Under the Court’s approach to rights generally, which it often calls “ordered liberty,” the First Amendment subjects a neutral, generally applicable law to rationality review. For example, if you are stopped for a speeding ticket, the fact you are religious does not help. And a law that is not neutral, or not generally applicable, is subject to strict scrutiny. For example, if a law is passed to eject a religious group or if a law provides exceptions for secular conduct but none for conduct that is religiously motivated, it receives strict scrutiny.

Strict scrutiny for the Court in the free exercise cases has meant that the law must serve a “compelling interest” and be “narrowly tailored” to serve that interest. Only laws that are not neutral or not generally applicable have received this strict scrutiny.

A RFRA is a religious liberty special-of-the-day omelet, which breaks eggs and combines them with novel ingredients. First, forget rationality review for any statute. Instead, those statutes that are neutral and generally applicable (i.e., the vast majority of laws) are subjected to a version of strict scrutiny. That is an extraordinary leap in the power of believers to trump the law. That alone means that RFRA does not mirror the First Amendment.

Second, I say they are subjected to a “version” of strict scrutiny, because the original RFRA drafters weren’t satisfied with ordinary strict scrutiny from the free exercise cases. They added a more onerous burden on the government to prove that the law at issue is not just narrowly tailored, but rather is the least restrictive means for this believer. That makes a significant difference, according to the Court.

This leap in the tailoring requirement is often ignored, because people are taken in by the statute’s title and the fact it invokes a “return” to Sherbert v. Verner and Yoder v. Wisconsin. But neither of those cases, while requiring a compelling interest test, imposed the “least restrictive means” test on the government. (And, in truth, Yoder’s application of even ordinary strict scrutiny to a neutral, generally applicable law is the exception that proves the rule.)

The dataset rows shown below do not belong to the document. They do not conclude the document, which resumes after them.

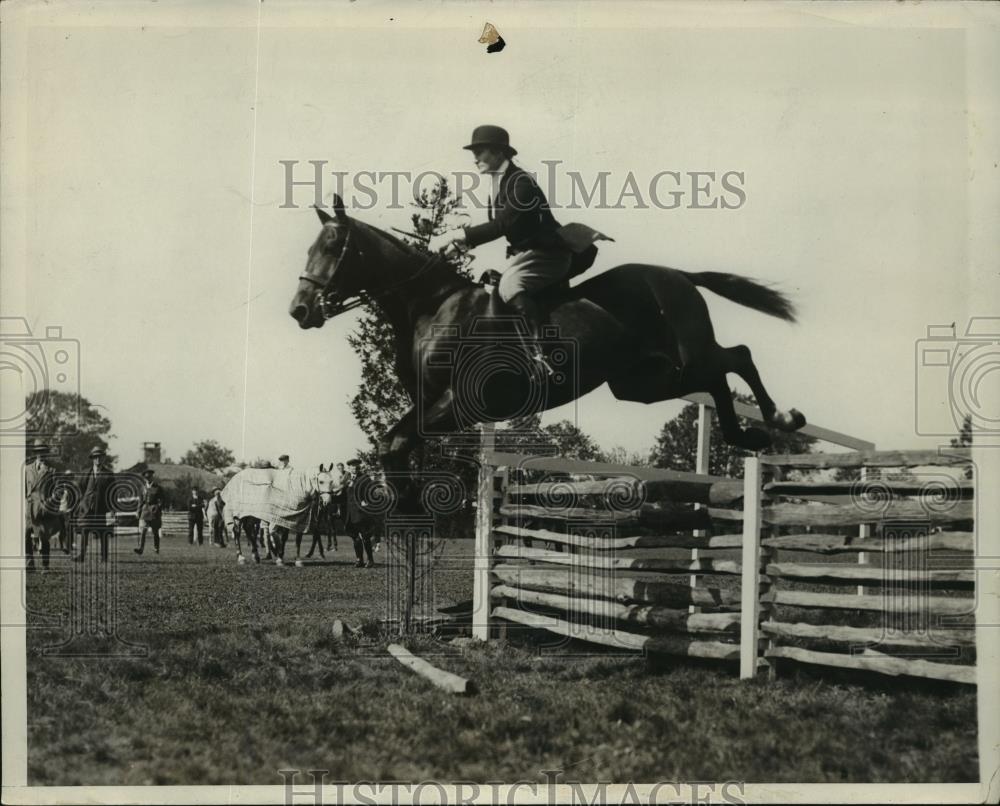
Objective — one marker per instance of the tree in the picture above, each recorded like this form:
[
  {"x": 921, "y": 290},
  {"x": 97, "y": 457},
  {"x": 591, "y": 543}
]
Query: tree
[
  {"x": 208, "y": 455},
  {"x": 619, "y": 455},
  {"x": 70, "y": 424},
  {"x": 677, "y": 444}
]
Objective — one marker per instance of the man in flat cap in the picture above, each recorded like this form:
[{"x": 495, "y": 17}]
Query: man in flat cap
[
  {"x": 358, "y": 522},
  {"x": 150, "y": 511},
  {"x": 537, "y": 256},
  {"x": 95, "y": 504},
  {"x": 41, "y": 515}
]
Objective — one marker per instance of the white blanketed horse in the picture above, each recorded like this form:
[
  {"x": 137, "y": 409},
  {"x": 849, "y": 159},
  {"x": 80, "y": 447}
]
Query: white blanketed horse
[{"x": 268, "y": 503}]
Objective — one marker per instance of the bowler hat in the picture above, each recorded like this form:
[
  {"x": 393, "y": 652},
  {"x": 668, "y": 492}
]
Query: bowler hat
[{"x": 491, "y": 136}]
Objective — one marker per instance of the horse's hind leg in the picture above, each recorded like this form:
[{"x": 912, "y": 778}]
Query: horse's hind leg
[
  {"x": 740, "y": 360},
  {"x": 703, "y": 363}
]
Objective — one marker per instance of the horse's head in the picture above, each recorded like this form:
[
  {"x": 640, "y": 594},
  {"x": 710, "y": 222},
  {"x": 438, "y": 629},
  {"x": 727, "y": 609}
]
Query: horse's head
[
  {"x": 333, "y": 279},
  {"x": 323, "y": 484}
]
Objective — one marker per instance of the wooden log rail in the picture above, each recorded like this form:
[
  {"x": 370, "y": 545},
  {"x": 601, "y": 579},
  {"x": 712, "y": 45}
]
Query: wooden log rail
[
  {"x": 595, "y": 588},
  {"x": 619, "y": 639},
  {"x": 620, "y": 589},
  {"x": 651, "y": 616},
  {"x": 834, "y": 544},
  {"x": 621, "y": 543},
  {"x": 947, "y": 457}
]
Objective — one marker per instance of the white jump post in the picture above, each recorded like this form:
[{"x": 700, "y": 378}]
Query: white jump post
[
  {"x": 484, "y": 541},
  {"x": 986, "y": 461},
  {"x": 750, "y": 572}
]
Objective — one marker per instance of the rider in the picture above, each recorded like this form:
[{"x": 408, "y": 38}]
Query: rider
[{"x": 537, "y": 256}]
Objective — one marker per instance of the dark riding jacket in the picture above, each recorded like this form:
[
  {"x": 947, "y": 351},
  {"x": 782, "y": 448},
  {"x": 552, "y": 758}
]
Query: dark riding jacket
[
  {"x": 95, "y": 500},
  {"x": 520, "y": 213}
]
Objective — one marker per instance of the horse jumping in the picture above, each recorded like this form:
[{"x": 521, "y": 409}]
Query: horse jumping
[{"x": 642, "y": 329}]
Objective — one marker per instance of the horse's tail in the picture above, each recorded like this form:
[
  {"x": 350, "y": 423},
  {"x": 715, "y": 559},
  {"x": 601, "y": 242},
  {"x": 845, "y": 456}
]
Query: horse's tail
[{"x": 744, "y": 291}]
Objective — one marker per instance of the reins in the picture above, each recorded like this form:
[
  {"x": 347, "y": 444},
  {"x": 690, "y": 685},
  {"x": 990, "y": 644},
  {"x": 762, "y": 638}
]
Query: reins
[{"x": 329, "y": 309}]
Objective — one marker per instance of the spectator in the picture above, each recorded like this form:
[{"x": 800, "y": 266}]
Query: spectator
[
  {"x": 357, "y": 521},
  {"x": 216, "y": 518},
  {"x": 150, "y": 512},
  {"x": 38, "y": 480},
  {"x": 339, "y": 490},
  {"x": 68, "y": 498},
  {"x": 196, "y": 517},
  {"x": 92, "y": 515}
]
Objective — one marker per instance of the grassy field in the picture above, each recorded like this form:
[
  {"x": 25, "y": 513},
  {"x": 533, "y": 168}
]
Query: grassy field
[{"x": 242, "y": 677}]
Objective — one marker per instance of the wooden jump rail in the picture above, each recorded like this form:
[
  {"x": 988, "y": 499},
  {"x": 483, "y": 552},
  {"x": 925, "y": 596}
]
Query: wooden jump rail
[{"x": 616, "y": 542}]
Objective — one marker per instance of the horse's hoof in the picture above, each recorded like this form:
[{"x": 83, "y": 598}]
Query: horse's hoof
[{"x": 791, "y": 420}]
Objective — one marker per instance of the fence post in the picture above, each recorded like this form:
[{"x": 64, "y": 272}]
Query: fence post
[
  {"x": 701, "y": 466},
  {"x": 483, "y": 551},
  {"x": 986, "y": 467},
  {"x": 750, "y": 574},
  {"x": 864, "y": 532}
]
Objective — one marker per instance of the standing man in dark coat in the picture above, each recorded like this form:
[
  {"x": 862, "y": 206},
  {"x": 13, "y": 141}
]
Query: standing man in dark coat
[
  {"x": 537, "y": 256},
  {"x": 357, "y": 520},
  {"x": 95, "y": 504},
  {"x": 150, "y": 512},
  {"x": 196, "y": 517}
]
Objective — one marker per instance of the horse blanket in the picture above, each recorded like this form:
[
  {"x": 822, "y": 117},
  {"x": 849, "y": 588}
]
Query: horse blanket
[{"x": 280, "y": 497}]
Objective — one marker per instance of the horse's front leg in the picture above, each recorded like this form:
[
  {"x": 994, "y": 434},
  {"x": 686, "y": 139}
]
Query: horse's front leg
[{"x": 395, "y": 447}]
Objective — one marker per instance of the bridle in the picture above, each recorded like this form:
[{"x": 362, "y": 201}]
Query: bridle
[{"x": 330, "y": 306}]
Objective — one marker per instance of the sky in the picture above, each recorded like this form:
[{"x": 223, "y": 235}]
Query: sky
[{"x": 150, "y": 224}]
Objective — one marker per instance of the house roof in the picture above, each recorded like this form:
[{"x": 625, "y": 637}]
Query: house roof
[{"x": 168, "y": 473}]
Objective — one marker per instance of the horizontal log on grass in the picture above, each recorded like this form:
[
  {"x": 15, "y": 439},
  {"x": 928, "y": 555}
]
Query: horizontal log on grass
[
  {"x": 601, "y": 487},
  {"x": 833, "y": 544},
  {"x": 561, "y": 464},
  {"x": 904, "y": 602},
  {"x": 705, "y": 566},
  {"x": 951, "y": 456},
  {"x": 648, "y": 514},
  {"x": 853, "y": 515},
  {"x": 874, "y": 574},
  {"x": 881, "y": 664},
  {"x": 914, "y": 487},
  {"x": 439, "y": 677},
  {"x": 663, "y": 618},
  {"x": 681, "y": 541},
  {"x": 660, "y": 644},
  {"x": 940, "y": 638},
  {"x": 617, "y": 588},
  {"x": 720, "y": 493}
]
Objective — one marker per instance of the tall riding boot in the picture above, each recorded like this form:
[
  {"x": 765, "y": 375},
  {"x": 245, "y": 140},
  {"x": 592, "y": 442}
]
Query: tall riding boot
[{"x": 525, "y": 305}]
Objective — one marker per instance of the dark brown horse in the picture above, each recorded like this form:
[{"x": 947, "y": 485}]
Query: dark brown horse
[{"x": 644, "y": 330}]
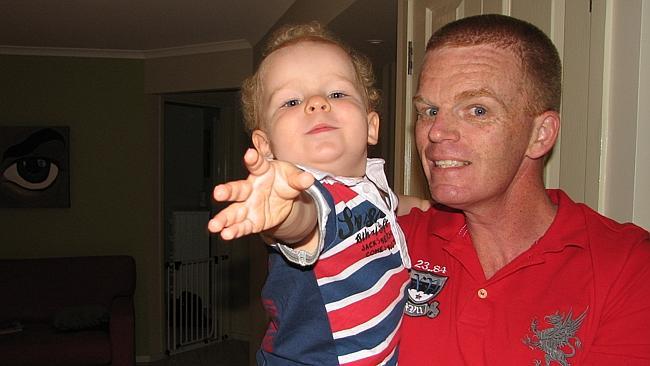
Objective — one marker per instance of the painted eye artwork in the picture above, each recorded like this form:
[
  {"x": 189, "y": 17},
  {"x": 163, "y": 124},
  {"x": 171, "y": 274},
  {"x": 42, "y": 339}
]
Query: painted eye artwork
[{"x": 34, "y": 170}]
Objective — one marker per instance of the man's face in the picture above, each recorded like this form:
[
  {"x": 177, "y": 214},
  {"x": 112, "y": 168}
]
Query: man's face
[
  {"x": 472, "y": 132},
  {"x": 314, "y": 112}
]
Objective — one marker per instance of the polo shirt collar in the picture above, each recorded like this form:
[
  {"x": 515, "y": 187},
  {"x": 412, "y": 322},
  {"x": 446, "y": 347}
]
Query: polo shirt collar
[{"x": 567, "y": 229}]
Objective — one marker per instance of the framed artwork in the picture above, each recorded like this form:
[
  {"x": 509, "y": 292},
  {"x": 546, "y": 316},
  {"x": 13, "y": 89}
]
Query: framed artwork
[{"x": 35, "y": 167}]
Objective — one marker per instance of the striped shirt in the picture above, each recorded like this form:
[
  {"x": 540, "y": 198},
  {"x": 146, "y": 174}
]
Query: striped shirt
[{"x": 345, "y": 309}]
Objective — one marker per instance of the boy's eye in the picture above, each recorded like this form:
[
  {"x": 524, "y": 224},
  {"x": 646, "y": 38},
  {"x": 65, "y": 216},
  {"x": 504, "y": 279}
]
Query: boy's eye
[
  {"x": 292, "y": 103},
  {"x": 478, "y": 111},
  {"x": 337, "y": 95}
]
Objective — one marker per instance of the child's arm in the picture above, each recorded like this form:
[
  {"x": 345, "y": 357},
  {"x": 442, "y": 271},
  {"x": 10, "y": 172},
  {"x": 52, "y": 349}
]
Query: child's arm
[
  {"x": 270, "y": 201},
  {"x": 406, "y": 203}
]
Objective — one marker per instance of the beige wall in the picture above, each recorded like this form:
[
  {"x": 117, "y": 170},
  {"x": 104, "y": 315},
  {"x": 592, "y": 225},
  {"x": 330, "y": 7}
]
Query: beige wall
[
  {"x": 625, "y": 172},
  {"x": 114, "y": 118}
]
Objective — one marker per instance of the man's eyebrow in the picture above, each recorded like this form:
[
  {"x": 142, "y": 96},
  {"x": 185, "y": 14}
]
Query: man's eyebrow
[
  {"x": 421, "y": 100},
  {"x": 482, "y": 92}
]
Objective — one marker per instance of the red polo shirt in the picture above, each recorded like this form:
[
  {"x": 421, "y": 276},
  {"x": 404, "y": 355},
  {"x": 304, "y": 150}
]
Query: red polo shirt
[{"x": 579, "y": 296}]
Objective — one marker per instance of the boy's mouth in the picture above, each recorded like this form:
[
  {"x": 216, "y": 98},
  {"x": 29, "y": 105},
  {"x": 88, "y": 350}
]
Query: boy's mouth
[
  {"x": 321, "y": 127},
  {"x": 450, "y": 163}
]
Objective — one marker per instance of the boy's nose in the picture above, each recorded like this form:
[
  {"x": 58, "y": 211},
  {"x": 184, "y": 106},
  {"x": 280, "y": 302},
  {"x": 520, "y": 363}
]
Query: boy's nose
[{"x": 317, "y": 103}]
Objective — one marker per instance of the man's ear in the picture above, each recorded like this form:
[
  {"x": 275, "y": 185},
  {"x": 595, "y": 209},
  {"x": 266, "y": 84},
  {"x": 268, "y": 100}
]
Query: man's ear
[
  {"x": 262, "y": 143},
  {"x": 546, "y": 129},
  {"x": 373, "y": 128}
]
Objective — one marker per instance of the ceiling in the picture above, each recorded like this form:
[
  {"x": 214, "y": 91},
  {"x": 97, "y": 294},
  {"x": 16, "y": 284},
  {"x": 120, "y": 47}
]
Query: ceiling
[{"x": 145, "y": 25}]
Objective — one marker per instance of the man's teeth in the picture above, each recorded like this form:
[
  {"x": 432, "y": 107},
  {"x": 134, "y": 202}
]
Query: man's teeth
[{"x": 450, "y": 163}]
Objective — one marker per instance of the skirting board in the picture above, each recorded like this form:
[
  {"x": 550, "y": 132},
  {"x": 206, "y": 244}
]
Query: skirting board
[{"x": 149, "y": 358}]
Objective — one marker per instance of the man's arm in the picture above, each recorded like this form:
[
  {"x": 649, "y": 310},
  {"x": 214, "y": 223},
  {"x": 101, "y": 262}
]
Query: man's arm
[{"x": 272, "y": 201}]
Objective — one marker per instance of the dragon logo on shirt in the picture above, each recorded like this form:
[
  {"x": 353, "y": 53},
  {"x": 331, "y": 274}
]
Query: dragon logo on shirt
[
  {"x": 559, "y": 342},
  {"x": 424, "y": 287}
]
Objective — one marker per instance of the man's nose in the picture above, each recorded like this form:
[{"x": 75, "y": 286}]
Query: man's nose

The difference between narrow tailoring and least restrictive means is significant, according to the Court. “Narrow tailoring” means that the law is well-tailored to the government interests it is supposed to serve. It does not mean that the means must be specifically tailored to each individual claimant, however. For narrow tailoring, the government does not have to prove that it has considered and rejected all less restrictive alternatives.

Proving a “least restrictive means” is significantly more difficult for the government. “Least restrictive means” means that the law must be tailored to this particular believer. As Justice Powell stated in 1980, and it still remains true, “this ‘means’ test has been virtually impossible to satisfy,” as Justice Powell said in Fullilove v. Klutznick. The Court has not applied this onerous least restrictive means test in a First Amendment free exercise case, as it pointed out in Boerne v. Flores. (True, the Court mentioned the phrase in Thomas v. Review Board, but did not apply it and no majority has invoked it again in a free exercise case, including in the one case applying strict scrutiny after Smith, Church of Lukumi Babalu Aye v. City of Hialeah.)

When the government’s burden is increased to the “least restrictive means” test, the believer has a high likelihood of success, and the people protected by the law have a low likelihood of protection.